Senior writer
Overall, municipal accounts in arrears may be subject to interest when selling a property, and usually, the defaulter has 30 days to pay before that interest is charged. However, there are instances when a reversal of interest can be requested, such as when the account is in dispute, the address is incorrect, or the account was sent to the wrong address.
But first, let’s examine the law. The Local Government: Municipal Property Rates Act 6 of 2004 is the point of reference, which says a municipality has to provide the account holder with a written account of rates and taxes and that the account holder is liable for payment of rates and taxes, regardless of whether having received the written account or not. The assumption (which is reasonable, say legal experts) is that account holders know they are liable for rates and taxes on a regular basis, so non-receipt of a municipal account is not an excuse to avoid non-payment.
The account contains various usage aspects and obligations applicable to the account holder. These include electricity and water consumption based on meter readings or estimated consumption; refuse removal and disposal; sewerage service and sewer availability fees; rates; interest; reconnection fees and default administration charges; and miscellaneous and sundry fees/collection charges.
It is important to note that only payments received on or before the due date in the respective municipality’s financial system are considered to have been received. This may mean that the account may look as though the customer is in arrears, but the payment will reflect on the next month’s statement. However, if the customer fails to pay the full amount due on or before the due date, the unpaid amount is deemed to be in arrears. The municipality may then issue a pre-termination notice (indicating that the electricity may be disconnected or water throttled) and/or a Final Demand, which may be delivered by hand or along with the invoice, usually electronically.
When payment is received it is allocated by settling the oldest outstanding debt first, followed by the administrative cost, sundries, interest and only then, current outstanding debt.
When an account holder defaults, generally the municipality affected will entertain a payment plan. This requires the signing of an Acknowledgement of Debt, a legal document between the customer and the City, where the account holder acknowledges the debt and agrees to pay it off.
Interest is charged on overdue accounts from the due date at the existing bank prime interest rate, but conversely, the municipality will not pay interest on credit amounts. The interest charged applies to arrear accounts aged 180 days or older, closed accounts, accounts related to insolvency estates, and debtors under administration, but only the administration portion. Interest on arrear debt is raised for each month is which the payment remains outstanding, and even part of the month is considered a full month.
Each municipality has some variation of this process, and even, from time to time, offer a waiver on the interest being charged, or has charged, if a defaulter pays their outstanding debt in full.
Where things get a bit murky is when interest has been charged on an overdue account, in the case of being able to issue a clearance certificate for a property transfer. This was raised in April, in a court case between Moatshi (who had purchased a property from an insolvent estate) v City of Tshwane Metropolitan Municipality.
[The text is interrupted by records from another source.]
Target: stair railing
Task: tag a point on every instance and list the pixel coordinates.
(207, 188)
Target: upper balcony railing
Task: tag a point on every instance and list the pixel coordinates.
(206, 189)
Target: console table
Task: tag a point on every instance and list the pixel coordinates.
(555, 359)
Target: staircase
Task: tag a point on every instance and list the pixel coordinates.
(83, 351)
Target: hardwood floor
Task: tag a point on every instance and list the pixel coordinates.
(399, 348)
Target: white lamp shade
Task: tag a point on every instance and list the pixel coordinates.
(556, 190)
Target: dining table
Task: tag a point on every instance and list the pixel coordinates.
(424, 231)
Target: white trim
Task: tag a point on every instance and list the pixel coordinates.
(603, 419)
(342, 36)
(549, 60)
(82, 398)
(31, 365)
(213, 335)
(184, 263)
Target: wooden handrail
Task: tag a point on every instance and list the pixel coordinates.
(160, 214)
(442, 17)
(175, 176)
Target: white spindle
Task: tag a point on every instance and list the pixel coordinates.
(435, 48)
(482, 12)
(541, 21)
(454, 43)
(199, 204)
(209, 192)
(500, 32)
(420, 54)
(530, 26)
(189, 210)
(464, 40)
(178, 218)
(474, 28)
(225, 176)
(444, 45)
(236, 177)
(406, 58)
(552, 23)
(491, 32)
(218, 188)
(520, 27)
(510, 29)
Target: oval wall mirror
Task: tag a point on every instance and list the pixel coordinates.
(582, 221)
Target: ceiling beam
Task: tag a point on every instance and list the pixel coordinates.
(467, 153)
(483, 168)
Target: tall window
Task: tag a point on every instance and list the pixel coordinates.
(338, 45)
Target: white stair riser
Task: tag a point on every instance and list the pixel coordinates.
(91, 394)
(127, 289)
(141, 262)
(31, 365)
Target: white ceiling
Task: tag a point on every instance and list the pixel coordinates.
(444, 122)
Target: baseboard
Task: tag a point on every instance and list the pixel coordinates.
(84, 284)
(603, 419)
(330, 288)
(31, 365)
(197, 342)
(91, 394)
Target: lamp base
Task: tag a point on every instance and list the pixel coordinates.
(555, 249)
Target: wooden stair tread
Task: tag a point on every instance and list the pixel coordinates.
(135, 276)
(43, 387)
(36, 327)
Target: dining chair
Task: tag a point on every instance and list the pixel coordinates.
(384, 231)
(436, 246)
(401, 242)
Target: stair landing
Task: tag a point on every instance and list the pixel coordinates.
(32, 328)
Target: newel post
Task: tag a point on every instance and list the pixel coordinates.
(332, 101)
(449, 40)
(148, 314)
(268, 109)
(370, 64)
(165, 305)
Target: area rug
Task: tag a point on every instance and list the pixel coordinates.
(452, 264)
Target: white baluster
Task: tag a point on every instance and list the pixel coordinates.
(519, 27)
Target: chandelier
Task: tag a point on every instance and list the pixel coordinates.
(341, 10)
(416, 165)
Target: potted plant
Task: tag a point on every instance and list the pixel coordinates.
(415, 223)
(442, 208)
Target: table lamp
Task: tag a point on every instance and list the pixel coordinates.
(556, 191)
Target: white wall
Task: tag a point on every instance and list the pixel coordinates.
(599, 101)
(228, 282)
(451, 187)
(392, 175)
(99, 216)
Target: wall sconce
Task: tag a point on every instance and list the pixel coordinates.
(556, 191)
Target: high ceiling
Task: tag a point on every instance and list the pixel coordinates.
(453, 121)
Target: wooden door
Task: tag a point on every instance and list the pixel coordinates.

The courts conclusion was no, the city is prohibited from charging interest in that particular case. The reference is section 118(1)(b) certificate of the Local Government: Municipal Systems Act 32 of 2000, which stipulates (as per STBB legal firm):
“118 Restraint of transfer of property
(1) A registrar of deeds may not register the transfer of property except on production to that registrar of deeds of a prescribed certificate-
(a) issued by the municipality or municipalities in which that property is situated; and
(b) which certifies that all amounts that became due in connection with that property for municipal service fees, surcharges on fees, property rates and other municipal taxes, levies and duties during the two years preceding the date of application for the certificate have been fully paid.”
The question in Moatshi v City of Tshwane was whether this Act allows for interest to be added to charges as outlined in section 118(a), and if so, who is responsible for the payment of the interest. “Moatshi argued that section 118(1) of the Act only provides for the inclusion of “municipal service fees, surcharges on fees, property rates and other municipal taxes, levies and duties” levied in the relevant period in determining the amount required for the issuance of a clearance certificate, and that it does not provide for a municipality to charge and include interest thereon.
“To put it differently, the Act only provides for a municipality to include, in the section 118 certificate calculation, all monthly municipal charges which fell due in the two years preceding the application for the certificate, exclusive of interest which might otherwise become due and payable as per the municipality’s credit control and debt collection policy.”
Among other legal findings, and references to other sections of the Act, the conclusion was that municipalities are not prohibited to charge interest on arrear accounts in general. Accounts however, can only be said to have fallen into arrears when firstly consumption has occurred by the user (who stands in a contractual relationship with the municipality); secondly, a statement has been rendered by a municipality demanding payment; and thirdly, the account remains unpaid by the due date so set in the statement. Once these three occurrences have taken place, coupled with the enabling legislation, interest may be levied.
“In Moatshi’s case neither of these three were applicable and so he found favour with the court,” said STBB.